Consider the following verses: “(Thy Sustainer is He) who originates (every living thing); thereupon forms and proportions1 it symmetrically with a just adaptation of its body parts to the performance of its functions. He who determines the nature2 (of such living things) and evolves3 it in accordance with that nature” (87-2, 3).
|4. Fasowwâ: From the root ‘sawiya’ – to fashion, to shape, to make uniform or symmetrical; to fashion in a suitable manner; just adaptation of its component parts, to adapt creation to the exigencies (performance of its functions) or requirements of wisdom.
5. Qaddara: From the root ‘qadara’ – to compute or determine the quantity, size, mass; measurement (hence the interpretation as nature).
6. Hadâ – to guide or determine the evolutionary path of a thing, which is intimately linked with its peculiar qualities.
This verse speaks of fashioning and shaping living organisms so that their body structures suit the functions they are meant to perform.
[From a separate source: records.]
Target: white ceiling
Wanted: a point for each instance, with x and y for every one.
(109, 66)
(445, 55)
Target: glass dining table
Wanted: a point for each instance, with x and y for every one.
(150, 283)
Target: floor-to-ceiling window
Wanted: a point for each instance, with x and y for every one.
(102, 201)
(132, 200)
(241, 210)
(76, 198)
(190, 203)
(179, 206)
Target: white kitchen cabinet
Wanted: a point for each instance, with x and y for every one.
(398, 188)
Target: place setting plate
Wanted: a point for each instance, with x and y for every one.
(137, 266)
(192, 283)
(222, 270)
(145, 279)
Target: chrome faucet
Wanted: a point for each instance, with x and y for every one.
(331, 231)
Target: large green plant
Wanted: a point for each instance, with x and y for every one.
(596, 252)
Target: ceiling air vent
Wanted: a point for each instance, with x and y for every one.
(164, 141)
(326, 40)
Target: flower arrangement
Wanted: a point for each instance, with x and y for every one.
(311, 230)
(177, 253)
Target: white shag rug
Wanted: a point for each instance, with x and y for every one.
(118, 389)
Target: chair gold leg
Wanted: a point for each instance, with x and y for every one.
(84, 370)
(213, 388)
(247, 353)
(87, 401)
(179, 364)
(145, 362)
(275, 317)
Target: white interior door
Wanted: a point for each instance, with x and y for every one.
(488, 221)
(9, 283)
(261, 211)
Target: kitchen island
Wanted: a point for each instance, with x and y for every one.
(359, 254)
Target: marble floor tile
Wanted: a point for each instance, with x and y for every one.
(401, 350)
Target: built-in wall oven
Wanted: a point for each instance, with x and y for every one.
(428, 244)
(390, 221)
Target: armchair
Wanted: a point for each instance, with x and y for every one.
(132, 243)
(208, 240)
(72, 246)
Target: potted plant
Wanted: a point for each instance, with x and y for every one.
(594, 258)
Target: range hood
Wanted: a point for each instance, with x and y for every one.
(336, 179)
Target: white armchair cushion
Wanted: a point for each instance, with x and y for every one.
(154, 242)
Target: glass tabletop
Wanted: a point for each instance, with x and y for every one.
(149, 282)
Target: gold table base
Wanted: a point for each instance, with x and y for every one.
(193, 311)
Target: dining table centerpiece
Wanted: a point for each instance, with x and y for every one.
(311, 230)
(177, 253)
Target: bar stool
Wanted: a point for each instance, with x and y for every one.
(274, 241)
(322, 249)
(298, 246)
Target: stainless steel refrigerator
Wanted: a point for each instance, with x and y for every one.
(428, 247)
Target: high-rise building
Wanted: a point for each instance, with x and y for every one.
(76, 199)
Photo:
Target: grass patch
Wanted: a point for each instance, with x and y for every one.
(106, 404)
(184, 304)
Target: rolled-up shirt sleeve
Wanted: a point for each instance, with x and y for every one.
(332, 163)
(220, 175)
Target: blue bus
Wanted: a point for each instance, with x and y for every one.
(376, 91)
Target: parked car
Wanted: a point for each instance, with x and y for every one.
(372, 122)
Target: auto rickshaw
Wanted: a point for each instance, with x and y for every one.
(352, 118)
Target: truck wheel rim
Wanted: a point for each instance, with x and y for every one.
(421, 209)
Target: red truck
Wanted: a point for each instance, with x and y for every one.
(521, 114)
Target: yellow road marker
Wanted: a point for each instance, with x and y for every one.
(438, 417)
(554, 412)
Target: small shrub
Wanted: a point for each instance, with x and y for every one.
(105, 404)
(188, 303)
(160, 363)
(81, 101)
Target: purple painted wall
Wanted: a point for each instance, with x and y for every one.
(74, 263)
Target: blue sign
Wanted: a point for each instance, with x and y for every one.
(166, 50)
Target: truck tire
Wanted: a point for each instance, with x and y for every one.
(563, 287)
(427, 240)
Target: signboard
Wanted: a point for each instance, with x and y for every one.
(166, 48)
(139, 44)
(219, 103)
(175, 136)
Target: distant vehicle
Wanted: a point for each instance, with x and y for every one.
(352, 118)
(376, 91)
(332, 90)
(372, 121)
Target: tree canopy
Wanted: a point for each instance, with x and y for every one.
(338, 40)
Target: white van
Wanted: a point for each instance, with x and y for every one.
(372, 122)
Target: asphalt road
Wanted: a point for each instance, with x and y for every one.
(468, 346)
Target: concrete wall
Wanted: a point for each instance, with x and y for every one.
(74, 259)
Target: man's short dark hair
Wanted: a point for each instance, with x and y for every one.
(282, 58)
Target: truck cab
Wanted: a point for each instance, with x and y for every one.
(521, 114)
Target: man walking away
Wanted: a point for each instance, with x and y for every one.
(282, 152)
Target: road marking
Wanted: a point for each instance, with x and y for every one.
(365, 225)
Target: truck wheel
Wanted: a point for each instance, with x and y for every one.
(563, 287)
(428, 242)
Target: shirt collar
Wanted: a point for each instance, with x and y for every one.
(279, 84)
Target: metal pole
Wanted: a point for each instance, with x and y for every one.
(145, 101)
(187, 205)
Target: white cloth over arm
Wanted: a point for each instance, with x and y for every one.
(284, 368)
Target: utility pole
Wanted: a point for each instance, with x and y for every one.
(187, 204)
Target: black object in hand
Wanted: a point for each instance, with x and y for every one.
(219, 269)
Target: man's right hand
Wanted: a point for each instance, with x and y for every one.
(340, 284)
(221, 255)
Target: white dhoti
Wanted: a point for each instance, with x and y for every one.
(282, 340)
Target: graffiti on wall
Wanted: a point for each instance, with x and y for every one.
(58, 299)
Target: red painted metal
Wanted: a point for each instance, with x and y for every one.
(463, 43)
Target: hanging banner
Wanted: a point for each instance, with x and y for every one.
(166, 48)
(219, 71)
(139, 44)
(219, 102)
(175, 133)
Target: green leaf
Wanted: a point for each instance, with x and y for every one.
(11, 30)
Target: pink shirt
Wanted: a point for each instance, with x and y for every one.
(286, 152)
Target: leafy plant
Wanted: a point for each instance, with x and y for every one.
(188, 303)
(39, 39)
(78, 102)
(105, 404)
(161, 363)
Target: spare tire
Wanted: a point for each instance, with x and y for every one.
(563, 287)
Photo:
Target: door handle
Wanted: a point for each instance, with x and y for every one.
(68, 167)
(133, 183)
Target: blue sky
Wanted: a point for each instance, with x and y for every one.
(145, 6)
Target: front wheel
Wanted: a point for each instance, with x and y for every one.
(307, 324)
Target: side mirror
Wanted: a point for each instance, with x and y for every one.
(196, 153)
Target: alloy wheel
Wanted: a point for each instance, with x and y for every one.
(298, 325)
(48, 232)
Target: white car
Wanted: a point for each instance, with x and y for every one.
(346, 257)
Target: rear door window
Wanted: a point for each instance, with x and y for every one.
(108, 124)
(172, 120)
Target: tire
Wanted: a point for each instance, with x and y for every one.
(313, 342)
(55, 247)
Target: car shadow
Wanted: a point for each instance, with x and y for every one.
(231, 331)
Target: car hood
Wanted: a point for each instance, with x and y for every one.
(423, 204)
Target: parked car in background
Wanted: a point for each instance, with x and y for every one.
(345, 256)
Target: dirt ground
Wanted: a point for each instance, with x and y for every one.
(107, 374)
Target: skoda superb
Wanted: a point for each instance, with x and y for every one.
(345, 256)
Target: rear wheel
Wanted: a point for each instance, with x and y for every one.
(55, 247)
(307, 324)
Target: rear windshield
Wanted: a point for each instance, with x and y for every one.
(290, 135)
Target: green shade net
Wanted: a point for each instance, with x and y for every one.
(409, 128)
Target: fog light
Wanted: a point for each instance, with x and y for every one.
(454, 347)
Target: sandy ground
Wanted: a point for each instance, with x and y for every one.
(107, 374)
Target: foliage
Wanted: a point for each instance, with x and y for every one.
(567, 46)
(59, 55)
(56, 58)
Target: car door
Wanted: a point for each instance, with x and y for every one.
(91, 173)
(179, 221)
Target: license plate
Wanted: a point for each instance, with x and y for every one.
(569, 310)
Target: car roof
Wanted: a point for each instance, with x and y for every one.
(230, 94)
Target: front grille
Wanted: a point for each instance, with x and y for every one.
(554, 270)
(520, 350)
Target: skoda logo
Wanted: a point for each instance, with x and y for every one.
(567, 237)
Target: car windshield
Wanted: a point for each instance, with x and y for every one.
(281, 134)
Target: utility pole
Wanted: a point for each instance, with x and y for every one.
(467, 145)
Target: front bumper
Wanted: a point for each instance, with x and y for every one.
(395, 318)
In short, the verse refers to the process of adaptation, which is fundamental to evolution.
Verse 80–19 mentioned earlier states that DNA dictates body design. But, according to 87–2 and 3 the organs that undergo adaptation are being constantly reshaped and resized. Therefore, the conclusion is that in order for a body to change and adapt, its DNA must continuously change as well – in other words, it must mutate.
The only molecule that reveals these features (a paired structure and the ability to replicate, transmit information and mutate) is DNA. An interesting fact is that if DNA determines the features of an individual (80–19) and if these features are unique for every person, then his or her DNA also must be unique. This special feature of DNA deduced from the Quran is an indispensable tool in modern forensic science.
My insertion of knowledge in verse 4 -1 above is based on the context and the Quranic principle that DNA (and atoms, gravity, space-time, energy, mutations, the whole shebang), is not nature’s invention, but the outcome of divine ingenuity.